As a rookie, Patrick may have trouble finding such a partner.
“When I was a rookie coming in Jeff (Gordon) told me quickly: There may be some of that going on where guys won’t work with rookies, but the biggest reason that Jeff said he wouldn’t work with a rookie was that they make the wrong moves,” Jimmie Johnson said.
Patrick learned that quickly last Thursday during the 150-mile qualifying race when she started on the pole and couldn’t hook up with anyone in the first few laps. She quickly lost the lead draft and was shuffled to the back. She finished 17th in that race.
Crew chief Tony Gibson elected to put his driver in the outside lane for the start of the 500, which will put her in the preferred groove from the start. After that, it will be up to her to stay there.
She knows she will have to earn respect and confidence in the first 300 miles if she expects to get any help at the end.
“You’ll take anybody you can get,” Patrick said. “It really doesn’t matter. It’s a little bit different now that we’re not bump-drafting. So it’s not like you have people that you feel more comfortable with or not. It’s not pushing the air. So I think I will take anyone you can get to try and pull out and pass people. It’s going to take a fair amount of them.”
Gordon will start second, Kevin Harvick is third, followed by Kyle Busch and Greg Biffle.
Kasey Kahne in sixth, Juan Pablo Montoya in seventh, Austin Dillon in eighth, Johnson in ninth and Clint Bowyer in 10th.
The demands coming after last week’s qualifying session have been overwhelming. Her public relations team said she had more than 50 national interview requests before last Thursday’s Duels.
Patrick, however, has thrived in the limelight, Gibson said.
“It really hasn’t been that bad,” he said. “I certainly see it more for her, but she really thrives off that. This is when she’s at her best.”
Gibson is a 38-year-old veteran of more than 20 racing seasons. He was born across the street at Halifax Medical Center and has a reverence for his hometown track. He hasn’t allowed the extra attention during the week to hamper his preparations.
“I’ve worked with Jeff Gordon and Dale Earnhardt Jr. and that was big, too,” Gibson said. “This has a lot of hype, a lot of recognition.

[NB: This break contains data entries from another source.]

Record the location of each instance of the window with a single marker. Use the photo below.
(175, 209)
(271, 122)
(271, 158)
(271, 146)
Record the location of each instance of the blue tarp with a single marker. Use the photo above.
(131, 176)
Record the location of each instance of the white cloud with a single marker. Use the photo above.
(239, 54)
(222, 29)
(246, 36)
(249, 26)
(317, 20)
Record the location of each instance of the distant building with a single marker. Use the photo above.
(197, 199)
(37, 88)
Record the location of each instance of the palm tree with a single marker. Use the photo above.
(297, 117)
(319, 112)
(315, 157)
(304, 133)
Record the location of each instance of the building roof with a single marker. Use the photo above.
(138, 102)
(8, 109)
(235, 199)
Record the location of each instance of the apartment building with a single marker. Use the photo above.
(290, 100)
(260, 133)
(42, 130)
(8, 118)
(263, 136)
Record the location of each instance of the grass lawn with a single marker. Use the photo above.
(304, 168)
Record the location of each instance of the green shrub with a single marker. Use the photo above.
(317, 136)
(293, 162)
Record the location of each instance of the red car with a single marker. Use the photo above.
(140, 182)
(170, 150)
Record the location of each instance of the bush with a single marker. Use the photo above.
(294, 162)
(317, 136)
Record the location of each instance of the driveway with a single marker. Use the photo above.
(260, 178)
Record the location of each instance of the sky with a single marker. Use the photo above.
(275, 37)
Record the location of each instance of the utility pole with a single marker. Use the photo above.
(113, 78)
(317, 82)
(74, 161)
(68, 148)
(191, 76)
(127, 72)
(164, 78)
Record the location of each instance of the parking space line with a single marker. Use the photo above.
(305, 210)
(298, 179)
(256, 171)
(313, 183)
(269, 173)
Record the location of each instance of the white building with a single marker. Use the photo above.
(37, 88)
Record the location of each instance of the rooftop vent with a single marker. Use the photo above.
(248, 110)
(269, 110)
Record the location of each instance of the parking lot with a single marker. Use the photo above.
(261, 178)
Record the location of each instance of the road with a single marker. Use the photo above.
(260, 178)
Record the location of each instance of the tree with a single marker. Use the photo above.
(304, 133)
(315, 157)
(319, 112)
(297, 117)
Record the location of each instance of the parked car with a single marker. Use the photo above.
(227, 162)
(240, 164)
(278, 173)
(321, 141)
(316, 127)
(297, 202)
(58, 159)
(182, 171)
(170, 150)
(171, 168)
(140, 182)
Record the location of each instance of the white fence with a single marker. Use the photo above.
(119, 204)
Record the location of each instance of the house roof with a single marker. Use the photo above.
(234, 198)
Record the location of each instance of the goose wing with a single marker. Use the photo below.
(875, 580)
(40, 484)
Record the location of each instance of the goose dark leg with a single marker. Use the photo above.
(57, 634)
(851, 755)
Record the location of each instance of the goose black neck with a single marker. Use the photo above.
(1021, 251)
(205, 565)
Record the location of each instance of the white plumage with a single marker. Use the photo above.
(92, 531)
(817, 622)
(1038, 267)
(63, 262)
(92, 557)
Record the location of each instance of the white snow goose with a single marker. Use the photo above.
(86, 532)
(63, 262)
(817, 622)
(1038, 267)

“But we didn’t come here to get attention. We came here to win the race.”
To do that, Patrick will have to be a quick study – at 200 mph. She also will have to learn when to safe and smart, and when to be aggressive.
“I was saying earlier that I think one of the things that I have worried a little bit too much about on these speedways is being really fair and caring about every single driver out there and trying to show them I’m loyal being behind them or things like that,” she said. “What you end up noticing with a lot of the guys up front is they go. When other drivers see someone that wants to go, they want to go with them. I think I need to be a little more aggressive from that standpoint and stop worrying so much about being n line and being loyal and worry more about getting to the front if I’m not there for some reason.”
To get to the front, especially at the end of the race, will require a friendly push.
“I would use her just like I would use any other driver, honestly,” Denny Hamlin said. “We’re not out there drafting with each other because we like each other. It’s because we’re using each other to get where we want to go.”
Patrick is the only woman to win an IndyCar Series race. Montoya has an IndyCar background, including a victory in the Indianapolis 500. He learned quickly none of that means much in stock cars. So Patrick won’t be given any preferential treatment.
“When the green flag drops, it’s the same feel for everyone,” he said.